Posts filed under 'Newsweek'

Newsweek’s “Intellectually Satisfying” Experience Piles Up Losses

By Kyle Austin

Jon Meacham Appearing on Charlie Rose, upon the launch of the “new” Newsweek (Last May)

Newsweek’s “intellectually satisfying” new layout may not be working out as planned. Keith Kelley of the New York Post reports today that the Washington Post Company (owners of Newsweek) somewhat hid within their Q4 earnings that Newsweek lost $28.1 million in 2009. Newsweek CEO Tom Ascheim tells Kelly that they expected losses in 2009 and even in 2010 with their lower circulation, but expect to break even by 2011.

We reported last May on the transformation of Newsweek; from a venerable weekly into an Economist-like read for the intellectual elite. As part of the transformation, Ascheim and Meacham laid the groundwork for trimming down its circulation from 3.1 million to 1.2 million. As of January, Newsweek had cut its circulation down to 1.5 million. The circulation cut, which was done to focus on its “core readership,” also laid groundwork for trimming its staffing costs. Newsweek has offered severance to 44 staffers over the last year.

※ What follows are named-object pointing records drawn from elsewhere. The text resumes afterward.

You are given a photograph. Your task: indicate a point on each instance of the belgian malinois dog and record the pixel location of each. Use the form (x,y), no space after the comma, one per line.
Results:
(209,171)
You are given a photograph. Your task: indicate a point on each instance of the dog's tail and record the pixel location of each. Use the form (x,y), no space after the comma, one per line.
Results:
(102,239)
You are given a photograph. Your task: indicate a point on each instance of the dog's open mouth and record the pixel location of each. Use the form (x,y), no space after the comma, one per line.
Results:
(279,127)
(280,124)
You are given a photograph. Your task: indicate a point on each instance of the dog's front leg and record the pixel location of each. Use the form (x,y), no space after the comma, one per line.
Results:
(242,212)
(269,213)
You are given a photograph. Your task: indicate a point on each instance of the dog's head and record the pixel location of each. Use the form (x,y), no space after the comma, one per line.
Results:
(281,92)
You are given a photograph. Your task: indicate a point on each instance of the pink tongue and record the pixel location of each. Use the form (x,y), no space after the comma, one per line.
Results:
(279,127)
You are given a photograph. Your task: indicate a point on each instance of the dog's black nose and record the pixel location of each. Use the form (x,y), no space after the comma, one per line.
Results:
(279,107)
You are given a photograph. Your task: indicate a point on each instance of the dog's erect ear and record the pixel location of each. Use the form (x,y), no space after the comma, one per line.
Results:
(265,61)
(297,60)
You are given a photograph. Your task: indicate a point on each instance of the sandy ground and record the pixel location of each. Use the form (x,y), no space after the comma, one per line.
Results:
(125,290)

Despite trimming and cover stories such as “The Case for Killing Granny,” “Is Your Baby Racist?” and “Obama is Wrong,” Newsweek struggled with its transition throughout the media meltdown of 2009 (no different than most magazines). According to information from the Magazine Publishers of America the magazine witnessed a 25.9% drop in 2009 ad pages and a $105 million loss in revenue with its print business. Yes, you can blame the gradual circulation change and redesign, but what business could stay in the green with a 30 percent loss in money coming in – no matter how many people you lay off.

Things may turnaround for Newsweek as we continue to come out of the economic tumult (Ascheim notes Q4 was their best), but does the Washington Post Company have the stomach to wait until 2011 to break even? And perhaps more importantly what is their online strategy to offset these losses? Is there a paywall in the future?

3 comments February 26th, 2010

Jon Meacham of Newsweek Chats about the “New Magazine” with Charlie Rose

By Kyle Austin

Jon Meacham, the editor of Newsweek, made a stop on Charlie Rose last night to discuss the time he’s spent with President Obama, the financial crisis and the new redesign of Newsweek on book stands this week (with President Obama on the Cover).

Here is an interesting part of their conversation on how Meacham is trying to create a sustainable revenue model for Newsweek by cutting its circulation numbers in half and following in the footsteps of the Economist with an intellectual and deeply analytical approach to reporting:

CHARLIE ROSE: Chapter one of the new “Newsweek.”

JON MEACHAM: Chapter one. What we have to do is go to our base. As you will feel there, this is better paper. It’s a more handsome magazine. We have been doing this for 76 years, and I want to say quickly, we stand on the shoulders and in the shadow of all the folks who have put this out, put this out week in and week out. And this is not a reflection on what we have been. It’s about what we have to become. We’ve been at 2.6 million subscribers for a long time. Mass audience. Costs a lot of money to print that many magazines, put them on trucks and deliver them. We’re going to bring that down. We’re going to charge a little bit more for it. Still less than $1 dollar a week, I think, for most folks, which is much less than a cup of coffee in most urban places. And ask people who care the most to pay a little more, and then be able to take that demographic, that audience, and tell advertisers this is who you’re reaching. You want to reach these people, because they’re people who watch you. They’re people who watch “Meet the Press.” They are people who hopefully buy hardback books about history.

And our calculation — our research shows that there are about 28 million people. I sometimes think of it as the virtual Beltway. You may not live in Washington, but you are part of that sensibility. And you read a lot, and you check into the electronic kinds of conversations.

CHARLIE ROSE: Let me read your page about this. “A new magazine for a changing world. As we see it, ‘Newsweek’s’ role is to bring you as intellectually satisfying and as visually rich an experience as the great monthlies of old did, whether it was Harold Hayes’s ‘Esquire’ of Willie Morris’s ‘Harper’s,’ but on a weekly basis.

“In our interview last Wednesday afternoon on Air Force One, President Obama noted one of the key lessons he had learned. Americans not only have a toleration but also a hunger for explanation and complexity and a willingness to acknowledge hard problems. ‘I think one of the biggest mistakes that is made in Washington is this notion you have to dumb things down for the public.’ That was the president. You say we could not agree more.”

And I say I totally believe that. You know, in terms of the response that you get when people find interesting things done in an interesting and intelligent way. You know, there is — it lights up the human experience.

JON MEACHAM: Yes. And it’s about character, and it’s about people, and it’s one of the reasons we wanted to start with Obama, who is the, agree or disagree, the most fascinating figure of the age.